Through comprehensive analysis, we delineated the complex regulatory roles of these hub genes in periodontitis pathogenesis, demonstrating both positive and negative correlations within the disease landscape. The study identifies ANXA1 and SLC11A1 as particularly significant genetic risk factors associated with periodontitis susceptibility. Our integrative approach combining single-cell RNA sequencing with Mendelian randomization provides a powerful framework for establishing causal relationships between candidate genes and disease pathology. These findings offer valuable insights into the immunological underpinnings of periodontitis and suggest potential therapeutic targets for drug repurposing strategies. The identified hub genes appear to influence immune cell infiltration patterns, presenting opportunities for developing targeted interventions based on individual genetic profiles.

This investigation demonstrates three key methodological strengths that enhance causal inference.
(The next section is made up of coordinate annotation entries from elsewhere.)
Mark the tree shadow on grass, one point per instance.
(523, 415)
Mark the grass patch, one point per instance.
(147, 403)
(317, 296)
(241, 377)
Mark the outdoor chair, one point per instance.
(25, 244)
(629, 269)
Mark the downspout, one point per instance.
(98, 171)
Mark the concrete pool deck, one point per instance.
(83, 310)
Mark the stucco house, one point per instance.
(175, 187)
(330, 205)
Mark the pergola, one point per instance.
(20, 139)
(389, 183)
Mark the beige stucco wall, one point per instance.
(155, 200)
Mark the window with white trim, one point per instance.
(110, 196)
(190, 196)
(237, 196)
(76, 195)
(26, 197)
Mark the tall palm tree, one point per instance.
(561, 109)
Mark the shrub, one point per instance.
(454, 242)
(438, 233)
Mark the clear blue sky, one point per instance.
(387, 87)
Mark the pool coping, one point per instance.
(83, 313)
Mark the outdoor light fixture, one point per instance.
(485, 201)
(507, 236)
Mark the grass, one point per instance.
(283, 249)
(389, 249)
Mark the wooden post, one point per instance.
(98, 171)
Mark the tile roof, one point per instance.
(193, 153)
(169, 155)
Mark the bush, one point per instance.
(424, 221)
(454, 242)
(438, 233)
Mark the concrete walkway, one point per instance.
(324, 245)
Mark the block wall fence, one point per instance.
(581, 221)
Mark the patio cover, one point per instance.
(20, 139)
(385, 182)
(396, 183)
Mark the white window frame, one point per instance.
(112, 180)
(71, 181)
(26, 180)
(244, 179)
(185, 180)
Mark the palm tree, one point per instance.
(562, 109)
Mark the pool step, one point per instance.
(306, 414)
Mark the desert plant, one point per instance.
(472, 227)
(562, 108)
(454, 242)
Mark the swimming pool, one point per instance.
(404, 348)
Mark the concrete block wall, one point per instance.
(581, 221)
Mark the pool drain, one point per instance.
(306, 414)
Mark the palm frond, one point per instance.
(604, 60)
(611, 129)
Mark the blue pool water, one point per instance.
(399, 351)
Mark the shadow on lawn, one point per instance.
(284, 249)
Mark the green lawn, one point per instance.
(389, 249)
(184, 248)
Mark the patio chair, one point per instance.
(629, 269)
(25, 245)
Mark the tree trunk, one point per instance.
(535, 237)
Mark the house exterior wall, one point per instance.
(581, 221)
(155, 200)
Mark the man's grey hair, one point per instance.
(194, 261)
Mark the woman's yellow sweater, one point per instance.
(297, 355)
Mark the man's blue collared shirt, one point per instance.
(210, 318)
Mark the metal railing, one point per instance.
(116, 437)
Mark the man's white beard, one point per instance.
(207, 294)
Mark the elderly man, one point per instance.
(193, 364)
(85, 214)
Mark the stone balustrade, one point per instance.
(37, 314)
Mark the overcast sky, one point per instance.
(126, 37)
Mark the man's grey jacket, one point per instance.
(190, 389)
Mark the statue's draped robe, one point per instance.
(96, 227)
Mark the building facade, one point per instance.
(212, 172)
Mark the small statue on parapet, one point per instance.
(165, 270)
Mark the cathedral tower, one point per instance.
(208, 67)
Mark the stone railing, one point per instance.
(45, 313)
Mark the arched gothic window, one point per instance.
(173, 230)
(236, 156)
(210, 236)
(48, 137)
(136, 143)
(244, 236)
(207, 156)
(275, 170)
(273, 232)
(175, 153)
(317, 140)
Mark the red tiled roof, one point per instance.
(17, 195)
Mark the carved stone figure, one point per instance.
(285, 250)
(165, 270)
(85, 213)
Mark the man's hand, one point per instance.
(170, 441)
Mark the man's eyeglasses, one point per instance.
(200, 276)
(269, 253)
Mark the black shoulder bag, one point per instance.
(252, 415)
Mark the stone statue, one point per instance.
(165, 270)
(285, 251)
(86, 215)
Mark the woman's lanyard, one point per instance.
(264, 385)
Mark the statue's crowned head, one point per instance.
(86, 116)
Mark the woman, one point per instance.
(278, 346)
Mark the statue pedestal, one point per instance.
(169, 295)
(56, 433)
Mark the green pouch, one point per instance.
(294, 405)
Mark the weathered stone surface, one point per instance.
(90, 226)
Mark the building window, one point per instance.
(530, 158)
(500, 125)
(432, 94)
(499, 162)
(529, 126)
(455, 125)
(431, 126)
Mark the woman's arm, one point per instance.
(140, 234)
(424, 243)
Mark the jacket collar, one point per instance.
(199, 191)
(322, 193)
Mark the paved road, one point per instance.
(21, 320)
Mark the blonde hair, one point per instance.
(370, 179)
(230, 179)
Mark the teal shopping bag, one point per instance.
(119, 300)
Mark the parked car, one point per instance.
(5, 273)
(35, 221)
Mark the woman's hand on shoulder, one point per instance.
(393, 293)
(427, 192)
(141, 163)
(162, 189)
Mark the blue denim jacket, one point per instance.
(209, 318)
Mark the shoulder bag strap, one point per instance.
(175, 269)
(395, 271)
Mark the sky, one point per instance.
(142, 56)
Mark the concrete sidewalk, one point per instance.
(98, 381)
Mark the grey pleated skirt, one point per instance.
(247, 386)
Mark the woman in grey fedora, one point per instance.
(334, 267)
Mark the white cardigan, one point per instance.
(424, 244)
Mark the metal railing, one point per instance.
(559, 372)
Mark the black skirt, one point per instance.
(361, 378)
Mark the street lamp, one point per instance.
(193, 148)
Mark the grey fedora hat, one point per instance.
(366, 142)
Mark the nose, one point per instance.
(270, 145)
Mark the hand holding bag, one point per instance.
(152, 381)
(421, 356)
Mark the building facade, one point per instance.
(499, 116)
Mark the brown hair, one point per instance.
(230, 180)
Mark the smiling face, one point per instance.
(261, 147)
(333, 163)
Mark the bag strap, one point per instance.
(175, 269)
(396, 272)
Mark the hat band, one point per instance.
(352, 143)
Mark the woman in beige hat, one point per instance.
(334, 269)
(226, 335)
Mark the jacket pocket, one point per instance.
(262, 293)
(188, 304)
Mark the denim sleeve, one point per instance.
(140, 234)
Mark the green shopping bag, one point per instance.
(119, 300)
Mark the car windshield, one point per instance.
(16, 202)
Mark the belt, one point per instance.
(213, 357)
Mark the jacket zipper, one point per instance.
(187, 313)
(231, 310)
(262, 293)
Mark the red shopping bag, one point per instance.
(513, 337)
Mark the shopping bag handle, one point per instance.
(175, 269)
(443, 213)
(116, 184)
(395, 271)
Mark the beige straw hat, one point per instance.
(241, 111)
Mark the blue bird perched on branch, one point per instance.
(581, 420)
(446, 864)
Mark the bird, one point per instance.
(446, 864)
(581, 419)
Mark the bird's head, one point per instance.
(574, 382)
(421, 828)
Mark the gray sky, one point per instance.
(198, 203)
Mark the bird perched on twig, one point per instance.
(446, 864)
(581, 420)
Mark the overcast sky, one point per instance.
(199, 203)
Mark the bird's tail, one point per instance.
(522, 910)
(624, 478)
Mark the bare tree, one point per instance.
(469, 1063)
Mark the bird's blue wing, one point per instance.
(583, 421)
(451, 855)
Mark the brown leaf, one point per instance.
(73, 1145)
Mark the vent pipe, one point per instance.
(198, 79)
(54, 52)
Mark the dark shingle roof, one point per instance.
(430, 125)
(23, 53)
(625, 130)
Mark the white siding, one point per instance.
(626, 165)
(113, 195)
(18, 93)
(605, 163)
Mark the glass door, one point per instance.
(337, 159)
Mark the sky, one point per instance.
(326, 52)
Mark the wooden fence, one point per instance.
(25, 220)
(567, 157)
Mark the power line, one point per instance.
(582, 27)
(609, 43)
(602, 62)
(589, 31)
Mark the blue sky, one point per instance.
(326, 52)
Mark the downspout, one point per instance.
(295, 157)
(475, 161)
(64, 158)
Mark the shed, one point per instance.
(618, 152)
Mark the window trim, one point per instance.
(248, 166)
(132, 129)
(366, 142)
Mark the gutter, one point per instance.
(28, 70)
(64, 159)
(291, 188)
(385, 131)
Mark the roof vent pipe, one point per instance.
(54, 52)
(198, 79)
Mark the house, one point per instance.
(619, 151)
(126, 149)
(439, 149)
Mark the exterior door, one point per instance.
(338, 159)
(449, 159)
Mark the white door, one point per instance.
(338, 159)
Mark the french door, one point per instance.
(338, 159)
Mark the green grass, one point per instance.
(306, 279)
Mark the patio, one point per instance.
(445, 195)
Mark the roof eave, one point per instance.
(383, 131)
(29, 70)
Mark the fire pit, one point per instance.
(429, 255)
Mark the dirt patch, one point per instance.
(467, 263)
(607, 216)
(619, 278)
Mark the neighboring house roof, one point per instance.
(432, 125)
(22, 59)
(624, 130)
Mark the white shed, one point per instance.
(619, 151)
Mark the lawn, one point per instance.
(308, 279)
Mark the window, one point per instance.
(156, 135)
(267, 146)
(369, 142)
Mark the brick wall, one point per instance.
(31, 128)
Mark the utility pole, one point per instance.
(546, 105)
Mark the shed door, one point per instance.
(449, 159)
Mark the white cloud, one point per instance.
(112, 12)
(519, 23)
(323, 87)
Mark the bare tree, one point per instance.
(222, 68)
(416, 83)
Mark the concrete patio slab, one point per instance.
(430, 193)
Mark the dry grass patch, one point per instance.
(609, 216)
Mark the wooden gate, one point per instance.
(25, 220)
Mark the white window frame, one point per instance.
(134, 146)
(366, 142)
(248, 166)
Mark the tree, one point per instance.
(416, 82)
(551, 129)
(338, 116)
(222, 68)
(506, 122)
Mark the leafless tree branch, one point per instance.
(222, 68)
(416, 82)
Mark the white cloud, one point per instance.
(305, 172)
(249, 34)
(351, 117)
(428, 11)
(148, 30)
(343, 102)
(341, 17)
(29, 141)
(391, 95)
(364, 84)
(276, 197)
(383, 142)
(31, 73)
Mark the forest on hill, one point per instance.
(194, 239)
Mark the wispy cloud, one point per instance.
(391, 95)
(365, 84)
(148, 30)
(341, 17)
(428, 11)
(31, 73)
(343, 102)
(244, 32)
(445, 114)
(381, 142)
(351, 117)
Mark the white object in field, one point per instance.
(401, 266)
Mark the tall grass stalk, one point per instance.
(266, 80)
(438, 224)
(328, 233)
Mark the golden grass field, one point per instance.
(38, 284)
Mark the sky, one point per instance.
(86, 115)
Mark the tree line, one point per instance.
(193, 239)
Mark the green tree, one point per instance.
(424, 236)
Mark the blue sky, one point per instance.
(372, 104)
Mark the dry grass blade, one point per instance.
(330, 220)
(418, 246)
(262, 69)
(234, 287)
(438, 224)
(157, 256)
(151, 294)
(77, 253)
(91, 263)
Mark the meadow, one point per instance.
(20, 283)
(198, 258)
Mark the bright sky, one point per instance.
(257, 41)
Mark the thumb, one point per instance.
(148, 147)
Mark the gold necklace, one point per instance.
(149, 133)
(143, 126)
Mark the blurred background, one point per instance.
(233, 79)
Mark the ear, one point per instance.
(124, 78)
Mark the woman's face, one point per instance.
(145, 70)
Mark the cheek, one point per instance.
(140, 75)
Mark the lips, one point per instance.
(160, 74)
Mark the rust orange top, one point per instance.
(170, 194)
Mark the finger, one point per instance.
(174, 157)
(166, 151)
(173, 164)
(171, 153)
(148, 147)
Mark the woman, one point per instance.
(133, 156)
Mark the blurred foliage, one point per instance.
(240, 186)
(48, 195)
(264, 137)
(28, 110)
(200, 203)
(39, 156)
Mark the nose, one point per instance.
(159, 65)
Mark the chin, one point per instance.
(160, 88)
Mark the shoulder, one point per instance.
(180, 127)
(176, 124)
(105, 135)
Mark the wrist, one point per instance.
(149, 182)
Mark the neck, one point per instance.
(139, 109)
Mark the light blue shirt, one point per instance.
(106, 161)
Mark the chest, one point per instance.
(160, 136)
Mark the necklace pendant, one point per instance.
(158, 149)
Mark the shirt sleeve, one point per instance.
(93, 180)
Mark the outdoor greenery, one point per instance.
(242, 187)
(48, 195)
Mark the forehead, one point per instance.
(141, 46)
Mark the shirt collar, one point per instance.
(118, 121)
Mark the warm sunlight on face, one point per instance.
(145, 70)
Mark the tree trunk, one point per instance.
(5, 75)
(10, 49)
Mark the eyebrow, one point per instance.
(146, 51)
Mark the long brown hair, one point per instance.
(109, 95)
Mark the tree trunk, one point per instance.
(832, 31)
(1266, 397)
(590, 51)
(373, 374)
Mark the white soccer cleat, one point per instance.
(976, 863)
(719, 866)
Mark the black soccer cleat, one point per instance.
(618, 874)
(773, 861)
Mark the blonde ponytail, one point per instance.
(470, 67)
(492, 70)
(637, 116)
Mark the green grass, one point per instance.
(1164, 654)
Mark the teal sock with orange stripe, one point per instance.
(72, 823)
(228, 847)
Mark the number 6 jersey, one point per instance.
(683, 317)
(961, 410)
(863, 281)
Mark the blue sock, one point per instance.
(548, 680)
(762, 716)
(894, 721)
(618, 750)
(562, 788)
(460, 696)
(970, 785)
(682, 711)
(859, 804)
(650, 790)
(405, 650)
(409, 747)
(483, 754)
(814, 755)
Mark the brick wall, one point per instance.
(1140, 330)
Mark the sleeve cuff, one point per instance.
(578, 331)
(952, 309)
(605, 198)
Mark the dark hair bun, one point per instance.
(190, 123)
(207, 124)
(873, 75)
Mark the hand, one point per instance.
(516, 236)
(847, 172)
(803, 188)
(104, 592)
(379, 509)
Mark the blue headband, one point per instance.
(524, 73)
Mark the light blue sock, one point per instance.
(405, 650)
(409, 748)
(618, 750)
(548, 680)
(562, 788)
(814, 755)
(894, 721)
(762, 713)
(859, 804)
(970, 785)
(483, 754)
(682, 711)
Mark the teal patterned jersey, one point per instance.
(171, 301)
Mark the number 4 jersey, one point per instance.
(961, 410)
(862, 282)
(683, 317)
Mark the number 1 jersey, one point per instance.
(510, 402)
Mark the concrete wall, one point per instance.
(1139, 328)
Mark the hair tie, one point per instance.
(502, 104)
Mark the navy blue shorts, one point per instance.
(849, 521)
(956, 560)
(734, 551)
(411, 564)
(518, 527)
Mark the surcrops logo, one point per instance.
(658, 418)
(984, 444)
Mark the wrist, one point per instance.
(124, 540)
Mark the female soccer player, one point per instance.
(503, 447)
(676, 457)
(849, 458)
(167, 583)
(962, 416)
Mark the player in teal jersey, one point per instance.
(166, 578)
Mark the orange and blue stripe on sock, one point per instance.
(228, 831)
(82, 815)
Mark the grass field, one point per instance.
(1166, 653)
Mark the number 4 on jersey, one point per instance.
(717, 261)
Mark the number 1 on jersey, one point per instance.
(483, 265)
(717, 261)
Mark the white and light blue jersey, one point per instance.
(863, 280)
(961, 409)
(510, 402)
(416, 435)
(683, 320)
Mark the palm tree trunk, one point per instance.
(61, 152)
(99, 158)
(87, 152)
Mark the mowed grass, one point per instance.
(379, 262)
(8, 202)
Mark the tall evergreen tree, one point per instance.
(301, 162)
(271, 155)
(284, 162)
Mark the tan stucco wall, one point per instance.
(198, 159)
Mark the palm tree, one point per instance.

First, we systematically incorporated extensive genomic data on gene expression and immune cell characteristics using a two-sample Mendelian randomization approach, with subsequent validation of potential causal associations in two distinct population cohorts. Second, by applying current MR-Contamination Mixture protocols, we implemented rigorous quality thresholds by removing exposures with F-statistics below 10 and fewer than 3 SNPs, thereby enabling robust assessment of horizontal pleiotropy via Egger regression and MR-PRESSO analyses. Third, the exclusive use of European-ancestry GWAS datasets combined with geographically matched LD reference panels effectively mitigated population stratification biases and minimized residual confounding from population substructure.

Several limitations warrant consideration in this study. The statistical sensitivity of our findings may be limited by sample size constraints, particularly in the FinnGen dataset. Furthermore, the restricted ethnic diversity in our study populations may affect the external validity of our results across different demographic groups. The biological functions of identified hub genes require further elucidation through larger and more ethnically diverse periodontitis cohorts. Importantly, the precision of exposure assessment significantly influences MR estimates, necessitating additional mechanistic studies to clarify the functional roles of candidate genes in periodontitis pathogenesis.

Conclusion

In summary, our investigation elucidated the immunological underpinnings of periodontitis through comprehensive analysis of immune cell subsets and molecular pathways using single-cell RNA sequencing and Mendelian randomization approaches. The identified candidate genes, especially ANXA1, SLC11A1 and CD79B, demonstrated significant causal relationships with periodontitis susceptibility. Furthermore, our results indicated these key genes exhibit distinctive expression profiles within immune cell networks and signaling cascades during periodontal pathogenesis. Subsequent studies should prioritize: (1) deciphering the precise molecular mechanisms through which these genes contribute to disease progression, (2) assessing their utility as prognostic biomarkers for early risk stratification, and (3) investigating targeted gene modulation strategies to bolster innate immune responses against periodontal pathogens.